Problem 4 - Boys and Girls
What is the probability that a man having four children has two girls and two boys, given that he has at least one girl.
The answer choices are a) 0.375 b) 0.5 c) 0.4 d) None of these
Answers by tomorrow morning
The answer choices are a) 0.375 b) 0.5 c) 0.4 d) None of these
Answers by tomorrow morning
Gyan-ee 11:07 PM
5 Comments:
hi,
i am a confused with two ways of going about this , please help
1)
assuming the first kid is a girl , then probab of the second being a girl and other two guys is 1/2*1/2*1/2
similarly for the third being a girl and second and the last guy
1/2*1/2*1/2
and for the fourth again .125
so in all the probab = .375 ( ANS)
2)
since that guy has atleast one girl
the possibilites are
GBBB
GGBB
GGGB
GGGG
BBBB
so ANS = 1 /4
now i wonder which is wrong :(
-- alohabrij
The answer is .4
This was a very simple problem. The key in probability is to keep your thinking as simple as the problem allows one to.
There are 16 permutations for the four children.
2*2*2*2 = 16.
GGGG
BBBB
BBGG
BGBG
BGGB
GGBB
GBGB
GBBG
GBBB
BGBB
BBGB
BBBG
GGGB
GGBG
GBGG
BGGG
Now, since it is already given that one of them is a girl, the permutation of BBBB is ruled out. That leaves 15 permutations.
In that count the ones that have just one girl.
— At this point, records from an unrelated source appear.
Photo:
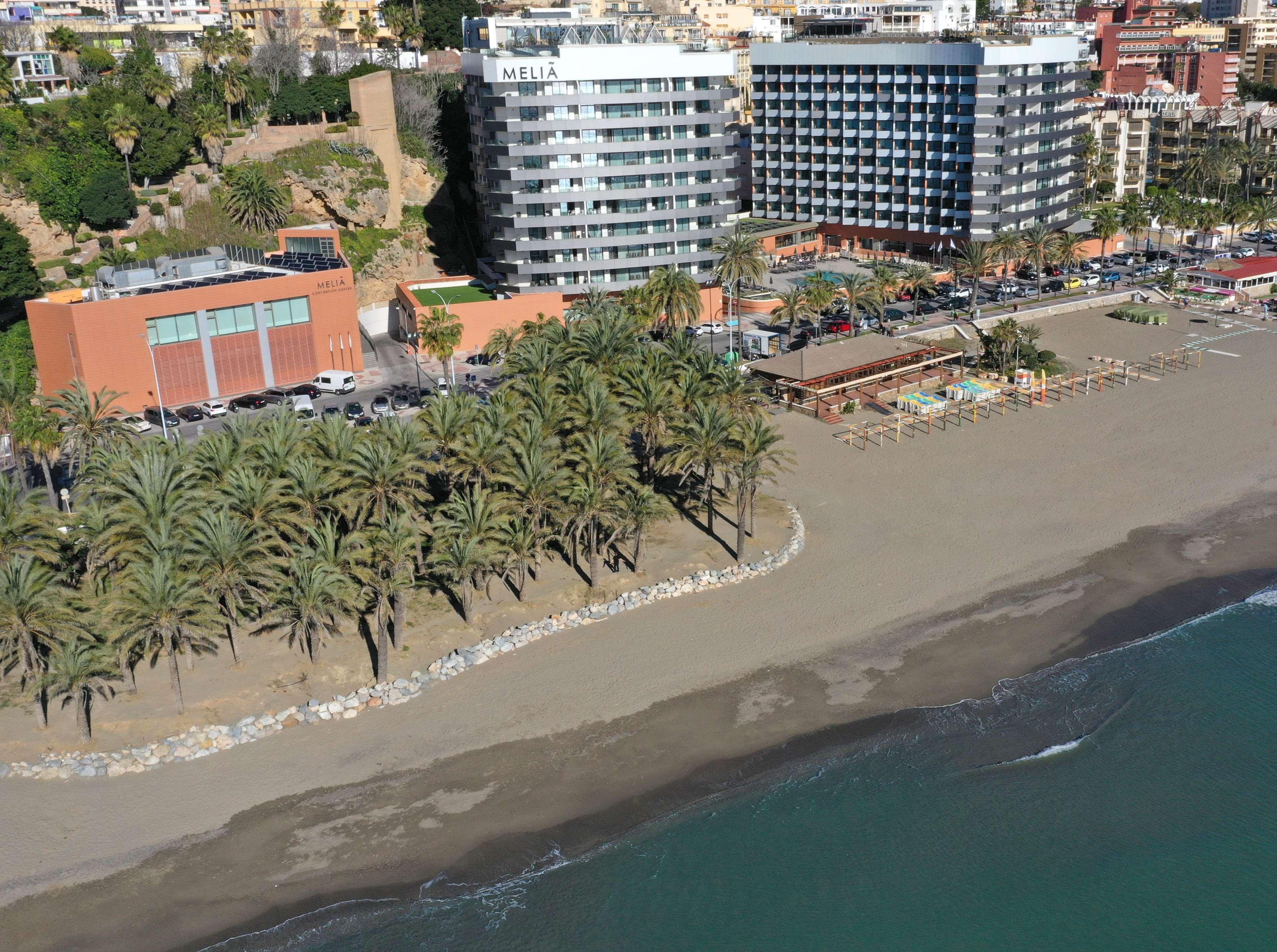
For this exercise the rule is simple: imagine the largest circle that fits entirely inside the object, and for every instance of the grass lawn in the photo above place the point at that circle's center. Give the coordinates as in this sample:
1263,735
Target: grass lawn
466,294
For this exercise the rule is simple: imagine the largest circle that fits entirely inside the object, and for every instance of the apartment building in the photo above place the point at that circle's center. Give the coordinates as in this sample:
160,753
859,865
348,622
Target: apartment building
216,323
598,163
898,146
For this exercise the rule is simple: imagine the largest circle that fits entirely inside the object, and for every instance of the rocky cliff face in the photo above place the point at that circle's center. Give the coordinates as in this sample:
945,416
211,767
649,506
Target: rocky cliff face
46,240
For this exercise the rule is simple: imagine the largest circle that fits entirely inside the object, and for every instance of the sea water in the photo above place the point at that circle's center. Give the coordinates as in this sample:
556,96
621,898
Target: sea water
1123,802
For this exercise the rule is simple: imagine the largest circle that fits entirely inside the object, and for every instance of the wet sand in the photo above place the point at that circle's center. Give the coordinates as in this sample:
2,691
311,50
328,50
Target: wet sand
933,570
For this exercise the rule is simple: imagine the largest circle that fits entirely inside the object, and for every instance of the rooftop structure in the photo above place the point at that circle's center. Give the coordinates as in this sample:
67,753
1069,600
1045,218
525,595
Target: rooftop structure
206,325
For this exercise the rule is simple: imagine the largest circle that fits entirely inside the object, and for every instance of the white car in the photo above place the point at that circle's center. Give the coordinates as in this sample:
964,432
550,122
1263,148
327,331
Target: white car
712,327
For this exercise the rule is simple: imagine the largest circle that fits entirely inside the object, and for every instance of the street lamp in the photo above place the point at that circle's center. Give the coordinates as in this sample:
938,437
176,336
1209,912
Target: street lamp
413,339
164,423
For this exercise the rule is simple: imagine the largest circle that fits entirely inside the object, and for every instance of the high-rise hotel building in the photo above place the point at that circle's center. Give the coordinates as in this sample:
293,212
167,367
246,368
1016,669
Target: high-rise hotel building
906,144
602,157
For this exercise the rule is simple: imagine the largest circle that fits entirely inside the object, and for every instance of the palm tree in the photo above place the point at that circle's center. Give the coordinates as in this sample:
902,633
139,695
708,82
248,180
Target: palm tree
91,420
441,336
861,297
1105,225
1040,244
367,32
235,80
972,262
1007,247
793,309
210,127
122,125
78,669
307,601
740,259
232,559
758,459
159,87
703,441
675,295
163,609
32,617
330,17
252,200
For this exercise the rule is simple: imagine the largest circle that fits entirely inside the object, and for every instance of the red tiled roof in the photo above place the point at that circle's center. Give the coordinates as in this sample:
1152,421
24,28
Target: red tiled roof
1246,267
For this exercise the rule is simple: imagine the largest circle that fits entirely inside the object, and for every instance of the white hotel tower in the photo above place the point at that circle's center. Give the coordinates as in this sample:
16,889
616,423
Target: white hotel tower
600,154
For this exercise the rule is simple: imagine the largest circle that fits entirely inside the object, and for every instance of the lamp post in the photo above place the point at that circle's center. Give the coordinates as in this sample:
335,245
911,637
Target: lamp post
413,339
164,422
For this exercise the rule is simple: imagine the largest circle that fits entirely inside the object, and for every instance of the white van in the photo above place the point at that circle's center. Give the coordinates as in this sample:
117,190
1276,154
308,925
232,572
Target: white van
335,382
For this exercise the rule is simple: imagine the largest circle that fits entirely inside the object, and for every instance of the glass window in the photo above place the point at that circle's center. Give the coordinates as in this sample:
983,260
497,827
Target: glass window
172,330
232,321
292,311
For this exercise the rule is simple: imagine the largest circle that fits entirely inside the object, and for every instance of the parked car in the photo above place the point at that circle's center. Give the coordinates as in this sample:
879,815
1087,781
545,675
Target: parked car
249,401
710,327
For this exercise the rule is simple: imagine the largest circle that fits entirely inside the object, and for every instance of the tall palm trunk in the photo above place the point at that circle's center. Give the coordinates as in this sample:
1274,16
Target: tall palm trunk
595,557
49,481
383,645
82,715
127,669
176,676
400,604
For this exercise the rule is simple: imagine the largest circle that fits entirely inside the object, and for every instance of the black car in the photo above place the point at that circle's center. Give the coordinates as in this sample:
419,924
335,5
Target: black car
249,401
152,415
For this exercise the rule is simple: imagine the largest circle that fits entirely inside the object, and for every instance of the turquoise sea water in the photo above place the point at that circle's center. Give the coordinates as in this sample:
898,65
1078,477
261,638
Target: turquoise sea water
1127,802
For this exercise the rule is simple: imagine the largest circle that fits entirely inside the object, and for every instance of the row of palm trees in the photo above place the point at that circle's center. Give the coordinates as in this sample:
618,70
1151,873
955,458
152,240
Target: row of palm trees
275,528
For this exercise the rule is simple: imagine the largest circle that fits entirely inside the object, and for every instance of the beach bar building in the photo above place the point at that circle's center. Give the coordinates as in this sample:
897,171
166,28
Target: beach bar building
819,381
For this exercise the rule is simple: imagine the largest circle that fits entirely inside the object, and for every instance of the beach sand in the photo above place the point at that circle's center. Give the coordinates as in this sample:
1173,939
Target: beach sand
933,570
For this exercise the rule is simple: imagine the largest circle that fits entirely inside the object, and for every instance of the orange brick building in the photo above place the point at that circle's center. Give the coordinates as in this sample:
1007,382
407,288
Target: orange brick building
219,323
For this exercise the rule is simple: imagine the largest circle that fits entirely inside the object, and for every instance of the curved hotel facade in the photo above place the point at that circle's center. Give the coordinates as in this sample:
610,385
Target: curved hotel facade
597,164
906,146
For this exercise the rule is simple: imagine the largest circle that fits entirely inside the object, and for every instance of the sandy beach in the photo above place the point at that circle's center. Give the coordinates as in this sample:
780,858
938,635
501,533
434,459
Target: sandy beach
933,570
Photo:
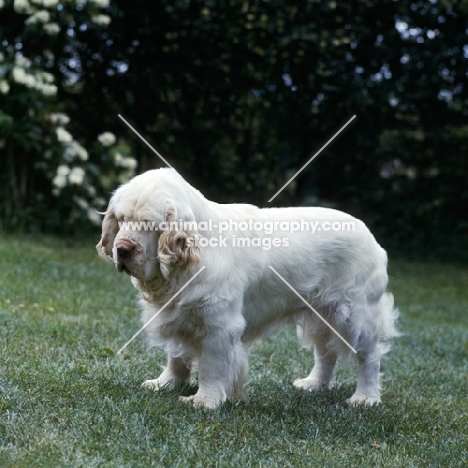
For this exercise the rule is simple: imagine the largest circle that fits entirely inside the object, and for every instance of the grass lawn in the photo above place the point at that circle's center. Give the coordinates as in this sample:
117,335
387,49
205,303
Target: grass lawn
67,401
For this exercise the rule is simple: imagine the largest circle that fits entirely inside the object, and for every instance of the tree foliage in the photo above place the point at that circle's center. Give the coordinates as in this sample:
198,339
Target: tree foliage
239,95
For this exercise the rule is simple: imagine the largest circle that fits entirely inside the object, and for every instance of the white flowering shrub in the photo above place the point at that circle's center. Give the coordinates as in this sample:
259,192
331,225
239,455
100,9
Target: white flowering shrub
50,177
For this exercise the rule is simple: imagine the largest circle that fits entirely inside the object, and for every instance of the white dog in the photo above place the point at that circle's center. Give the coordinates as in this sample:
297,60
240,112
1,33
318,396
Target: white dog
327,257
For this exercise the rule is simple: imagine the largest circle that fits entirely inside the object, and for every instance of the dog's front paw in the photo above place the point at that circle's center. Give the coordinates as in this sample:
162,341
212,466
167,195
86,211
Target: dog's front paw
158,384
359,399
310,385
201,401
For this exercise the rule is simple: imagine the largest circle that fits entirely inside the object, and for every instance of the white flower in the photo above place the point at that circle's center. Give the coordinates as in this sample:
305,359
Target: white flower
52,28
47,77
49,90
106,139
63,170
63,136
22,6
19,75
76,176
101,20
126,162
59,181
79,151
59,118
41,16
101,3
4,86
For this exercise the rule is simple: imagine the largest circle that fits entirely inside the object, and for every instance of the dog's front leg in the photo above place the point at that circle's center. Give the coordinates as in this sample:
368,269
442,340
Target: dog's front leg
222,370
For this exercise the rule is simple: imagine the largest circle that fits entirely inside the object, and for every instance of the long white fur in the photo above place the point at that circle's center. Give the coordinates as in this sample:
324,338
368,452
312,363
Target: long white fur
237,297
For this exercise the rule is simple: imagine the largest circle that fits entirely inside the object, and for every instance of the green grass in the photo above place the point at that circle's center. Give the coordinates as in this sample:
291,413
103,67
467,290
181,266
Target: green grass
66,401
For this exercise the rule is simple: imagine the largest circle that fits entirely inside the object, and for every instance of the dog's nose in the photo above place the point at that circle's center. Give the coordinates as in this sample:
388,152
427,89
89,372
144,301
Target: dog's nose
124,249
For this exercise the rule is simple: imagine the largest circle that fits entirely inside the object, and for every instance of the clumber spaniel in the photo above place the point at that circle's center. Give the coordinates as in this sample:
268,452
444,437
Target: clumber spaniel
247,255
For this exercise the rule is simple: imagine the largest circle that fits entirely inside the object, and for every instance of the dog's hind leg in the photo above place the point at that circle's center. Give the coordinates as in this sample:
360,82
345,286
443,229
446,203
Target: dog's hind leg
324,364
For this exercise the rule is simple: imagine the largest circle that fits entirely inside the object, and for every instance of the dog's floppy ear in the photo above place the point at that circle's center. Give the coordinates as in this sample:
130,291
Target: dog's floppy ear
178,250
110,228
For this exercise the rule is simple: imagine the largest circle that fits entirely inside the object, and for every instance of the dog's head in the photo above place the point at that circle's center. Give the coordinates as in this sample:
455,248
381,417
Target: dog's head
149,227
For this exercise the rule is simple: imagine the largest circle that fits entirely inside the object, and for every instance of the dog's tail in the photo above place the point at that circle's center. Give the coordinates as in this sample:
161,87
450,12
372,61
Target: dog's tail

That would be six.
BBGG, BGBG, BGGB, GGBB, GBGB, GBBG
So the probability is 6/15 = 0.4
Alohabrij,
The mistake in your first approach was that you assumed the "first" kid is a girl
The second approach was right, but the permutations were not complete.
This comment has been removed by the author.
Total cases in case nothing is known abt children ==16
but we know that one kid is a girl == total cases ==15
and possibilities == (GGGB) (GGBB) (BBBG)
now (GGGB),(GGBG),(GBGG) or (BGGG) ==4 cases x2 for (BBBG)==8
==> left cases =7-1 BBBB==6
6/15=2/5=.4
Right again.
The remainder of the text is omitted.